Das geplante Gebäude soll laut der DEVK primär den dringenden Bedarf an zusätzlichen neuen Arbeitsplätzen für das Unternehmen ermöglichen und erlauben, die in Köln sehr verteilten Aktivitäten an einem Ort zu bündeln. Aktuell seien bis zu 500 Mitarbeitende nicht in der aktuellen Zentrale in der Riehler Straße 190 angesiedelt.

Des Weiteren sei ein Nutzungsmix aus Wohnungen, weiteren Büroeinheiten, Einzelhandel, Gastronomie, Kita, Ausstellungs- und Eventflächen sowie Konferenzräumen vorgesehen. Durch die Schaffung von Nahversorgungseinrichtungen soll auch das Umfeld von der Neubaumaßnahme profitieren. Diesbezüglich sei der Stadtteil Riehl derzeit unterversorgt.

Die ersten Studien sehen an Stelle des heutigen Zooparkhauses die Errichtung eines Hochhauses vor, bestehend aus einem sechsgeschossigen Sockel in der Höhe der aktuellen Zentrale mit vier Untergeschossen als Tiefgarage.
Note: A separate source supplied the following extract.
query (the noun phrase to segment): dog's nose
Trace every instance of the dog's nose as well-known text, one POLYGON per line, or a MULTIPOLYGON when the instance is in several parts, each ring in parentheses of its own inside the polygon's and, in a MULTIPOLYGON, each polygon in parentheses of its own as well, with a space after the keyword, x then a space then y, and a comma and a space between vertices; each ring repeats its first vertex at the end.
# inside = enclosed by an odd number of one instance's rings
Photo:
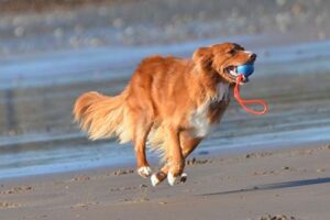
POLYGON ((251 62, 254 62, 256 59, 256 54, 252 53, 250 55, 250 59, 251 59, 251 62))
Die Planung dieses Teils soll in Händen der DEVK bleiben und nicht für einen Architektenwettbewerb ausgeschrieben werden.
Der darüber herausragende, 145 Meter hohe Turm soll über 40 Etagen verfügen. Zum Vergleich: Das höchste Haus der Stadt ist der Kölnturm im Mediapark mit einer Höhe von rund 148 Metern. Der Kölner Dom ist 157 Meter hoch, der Fernsehturm Colonius ragt 266 Meter in den Himmel.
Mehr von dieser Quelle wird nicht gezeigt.